Woah this is awesome. I imagine this could be used to make “shitty robots” with imperfect joints, backlash or other things more precise. Which could help with 3D printers as well as 3D printed robots. Or using internal strings and pulleys to control a robot arms. Especially for larger robot arms stiffness becomes a problem.
Is there an open source, easy to use software framework so people can start to play and experiment with it?
They really went all out haha. They also have a linked website with a video and a tutorial. The tutorial has an easier to understand explanation of what they are doing.
It seems they use simple motion flow of the video to train the neural net, but they also use some kind of volume rendering to train the AI to predict and reconstruct the 3D scene with your robot. And they use cheap depth cameras but apparently it also works without depth. And this works for basically any robot you can imagine which is really brilliant.
Looking at all those pneumatic soft robots, now I wonder if you could invert this to use for an 3D input device. Like a kind of 3D printed pneumatic joystick that simply measures the resulting air pressure at the end of internal channels when you tilt or twist or move the joystick.
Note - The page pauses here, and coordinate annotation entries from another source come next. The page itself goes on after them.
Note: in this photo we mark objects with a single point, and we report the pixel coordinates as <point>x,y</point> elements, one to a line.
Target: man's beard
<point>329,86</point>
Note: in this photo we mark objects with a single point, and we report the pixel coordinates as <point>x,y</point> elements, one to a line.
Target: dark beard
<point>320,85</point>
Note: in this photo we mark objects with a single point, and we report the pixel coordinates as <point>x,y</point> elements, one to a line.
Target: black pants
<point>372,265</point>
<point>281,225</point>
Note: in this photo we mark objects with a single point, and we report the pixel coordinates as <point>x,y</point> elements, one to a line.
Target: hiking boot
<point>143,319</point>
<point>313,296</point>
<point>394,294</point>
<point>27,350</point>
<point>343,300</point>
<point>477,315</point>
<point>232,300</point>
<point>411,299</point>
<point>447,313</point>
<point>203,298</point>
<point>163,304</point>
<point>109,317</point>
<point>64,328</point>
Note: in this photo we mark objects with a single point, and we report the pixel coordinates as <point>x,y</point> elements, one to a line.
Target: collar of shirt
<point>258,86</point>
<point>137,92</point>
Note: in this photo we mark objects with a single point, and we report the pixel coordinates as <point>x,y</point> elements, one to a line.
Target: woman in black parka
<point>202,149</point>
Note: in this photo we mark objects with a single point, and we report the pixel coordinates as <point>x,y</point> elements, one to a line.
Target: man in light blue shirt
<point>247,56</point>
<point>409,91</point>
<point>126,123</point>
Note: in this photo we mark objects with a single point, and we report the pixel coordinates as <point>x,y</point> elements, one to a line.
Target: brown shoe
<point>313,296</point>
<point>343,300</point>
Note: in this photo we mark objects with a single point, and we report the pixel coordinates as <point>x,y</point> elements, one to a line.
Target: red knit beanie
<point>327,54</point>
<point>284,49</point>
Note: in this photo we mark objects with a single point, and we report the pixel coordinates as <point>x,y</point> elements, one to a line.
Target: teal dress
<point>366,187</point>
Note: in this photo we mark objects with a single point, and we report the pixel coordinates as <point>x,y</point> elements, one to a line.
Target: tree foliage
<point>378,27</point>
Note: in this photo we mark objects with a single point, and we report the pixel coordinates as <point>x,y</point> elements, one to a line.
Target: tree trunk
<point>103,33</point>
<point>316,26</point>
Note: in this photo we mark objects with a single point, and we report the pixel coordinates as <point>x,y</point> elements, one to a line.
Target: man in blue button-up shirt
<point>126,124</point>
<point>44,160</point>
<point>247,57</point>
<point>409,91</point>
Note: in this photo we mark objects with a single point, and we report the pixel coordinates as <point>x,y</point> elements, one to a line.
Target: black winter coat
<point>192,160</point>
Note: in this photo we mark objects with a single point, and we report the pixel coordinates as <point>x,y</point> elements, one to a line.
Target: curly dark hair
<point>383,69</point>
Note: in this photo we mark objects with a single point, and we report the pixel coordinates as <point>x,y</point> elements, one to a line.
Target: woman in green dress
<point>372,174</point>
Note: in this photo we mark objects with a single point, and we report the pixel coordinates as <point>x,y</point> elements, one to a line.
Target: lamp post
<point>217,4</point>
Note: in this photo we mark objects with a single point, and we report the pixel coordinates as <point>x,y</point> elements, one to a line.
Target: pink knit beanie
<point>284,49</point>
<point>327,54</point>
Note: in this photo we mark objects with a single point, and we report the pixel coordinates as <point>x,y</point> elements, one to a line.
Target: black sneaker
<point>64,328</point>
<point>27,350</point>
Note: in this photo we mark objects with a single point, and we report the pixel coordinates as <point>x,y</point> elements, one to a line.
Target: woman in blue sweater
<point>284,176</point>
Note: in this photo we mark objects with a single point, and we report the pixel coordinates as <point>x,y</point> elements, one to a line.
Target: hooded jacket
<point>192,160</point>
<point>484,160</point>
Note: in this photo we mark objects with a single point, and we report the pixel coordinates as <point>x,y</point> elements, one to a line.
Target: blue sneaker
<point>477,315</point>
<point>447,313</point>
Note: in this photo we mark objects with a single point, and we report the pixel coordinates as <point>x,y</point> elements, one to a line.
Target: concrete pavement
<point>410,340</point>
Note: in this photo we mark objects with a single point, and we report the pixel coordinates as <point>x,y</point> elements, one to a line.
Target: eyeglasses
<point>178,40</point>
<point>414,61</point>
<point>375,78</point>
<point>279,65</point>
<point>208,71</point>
No wiring or assembly, just 3D print a joystick and glue it to a board.
I suspect it might even be easier (forward vs inverse kinematics).
If you could combine both (pressure sensors and pistons) you could do force feedback input devices that can be 3D printed. Which could be useful for serious applications, like controlling a vehicle and “feeling” the road, or feeling the air pressure on the wings of a plane. Or controlling an excavator and “feeling” the earth by measuring feedback in the pneumatic pressure. Currently things like that is really expensive.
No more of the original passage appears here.